Batch Chunk Partition

Run
How to run the sample
The source code for this sample can be found in the javaee7-samples GitHub repository. The first thing we need to do is to get the source by downloading the repository and then go into the samples folder:
git clone git://github.com/javaee-samples/javaee7-samples.git
cd javaee7-samples/batch/chunk-partition/
Now we are ready to start testing. You can run all the tests in this sample by executing:
mvn test
Or you can run individual tests by executing one of the following:
mvn test -Dtest=BatchChunkPartitionTest

Chunk Processing - Read, Process, Write in multiple Threads

BatchChunkPartitionTest

The Batch specification provides a Chunk Oriented processing style. This style is defined by enclosing into a transaction a set of reads, process and write operations via ItemReader, ItemProcessor and ItemWriter. Items are read one at a time, processed and aggregated. The transaction is then committed when the defined checkpoint-policy is triggered.

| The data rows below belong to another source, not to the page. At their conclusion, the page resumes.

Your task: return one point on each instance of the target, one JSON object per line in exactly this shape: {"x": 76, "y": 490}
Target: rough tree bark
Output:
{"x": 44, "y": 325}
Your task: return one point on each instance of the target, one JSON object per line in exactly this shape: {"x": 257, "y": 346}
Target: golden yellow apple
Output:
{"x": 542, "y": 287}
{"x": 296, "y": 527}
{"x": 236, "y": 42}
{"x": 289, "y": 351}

Many batch processing problems can be solved with single threaded, single process jobs, but the Batch specification allows for steps to be executed as a partitioned step, meaning that the step can be parallelized across multiple threads. This is useful if you have some kind of bottleneck or if you can considerable boost your batch processing performance by splitting the work to be done.

You can define the number of partitions and the number of threads by using the element partition in the step definition. Each partition is required to receive a set of unique parameters that instruct it into which data it should operate.

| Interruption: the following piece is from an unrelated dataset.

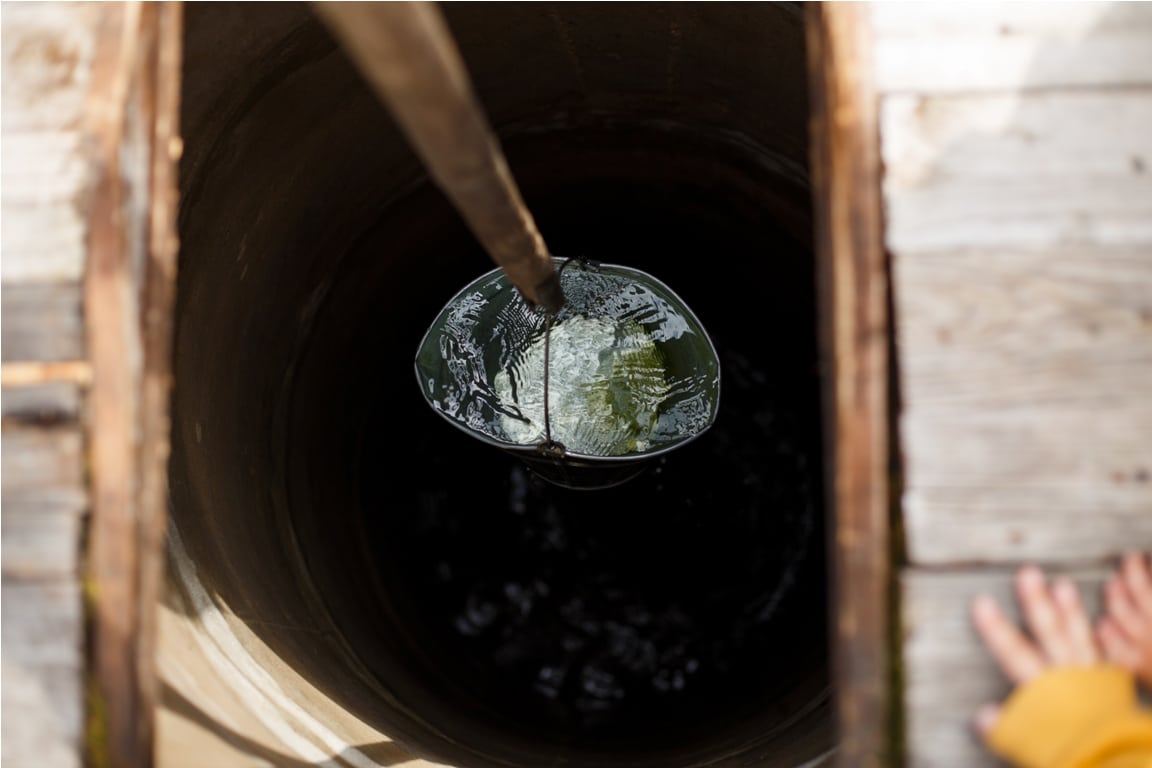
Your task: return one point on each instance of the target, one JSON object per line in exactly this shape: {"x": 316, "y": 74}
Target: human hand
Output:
{"x": 1061, "y": 633}
{"x": 1126, "y": 630}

Since each thread runs a separate copy of the step, chunking and checkpointing occur independently on each thread for chunk type steps.

<?xml version="1.0" encoding="UTF-8"?>
<job id="myJob" xmlns="http://xmlns.jcp.org/xml/ns/javaee" version="1.0">
    <step id="myStep" >
        <chunk item-count="3">
            <reader ref="myItemReader">
                <properties>
                    <property name="start" value="#{partitionPlan['start']}"  />
                    <property name="end" value="#{partitionPlan['end']}"  />
                </properties>
            </reader>
            <processor ref="myItemProcessor"/>
            <writer ref="myItemWriter"/>
        </chunk>
        <partition>
            <plan partitions="2">
                <properties partition="0">
                    <property name="start" value="1"/>
                    <property name="end" value="10"/>
                </properties>
                <properties partition="1">
                    <property name="start" value="11"/>
                    <property name="end" value="20"/>
                </properties>
            </plan>
        </partition>
    </step>
</job>

A job is defined in the myJob.xml file. Just a single step with a reader, a processor and a writer. This step also defines that the step should be executed in two separate partitions: "1" and "2". Properties for each partition define the data that is going to be read. For partition "1" we start on 1 and end on 10. For partition "2" we start on 11 and end on 20. The MyItemReader will generate the data based on these properties.

@Named()
public class MyItemReader extends AbstractItemReader {

    public MyItemReader();
    public static int totalReaders;
    private int readerId;
    private StringTokenizer tokens;
    @Inject()
    @BatchProperty(name = "start")
    private String startProp;
    @Inject()
    @BatchProperty(name = "end")
    private String endProp;

    @Override()
    public void open(Serializable e);

    @Override()
    public MyInputRecord readItem();
}

We’re just going to deploy the application as a web archive. Note the inclusion of the following files:

/META-INF/batch-jobs/myJob.xml

The myJob.xml file is needed for running the batch definition.

@Deployment
public static WebArchive createDeployment() {
    WebArchive war = ShrinkWrap.create(WebArchive.class)
            .addClass(BatchTestHelper.class)
            .addPackage("org.javaee7.batch.sample.chunk.partition")
            .addAsWebInfResource(EmptyAsset.INSTANCE, ArchivePaths.create("beans.xml"))
            .addAsResource("META-INF/batch-jobs/myJob.xml");
    System.out.println(war.toString(true));
    return war;
}

In the test, we’re just going to invoke the batch execution and wait for completion. To validate the test expected behaviour we need to query the Metric object available in the step execution.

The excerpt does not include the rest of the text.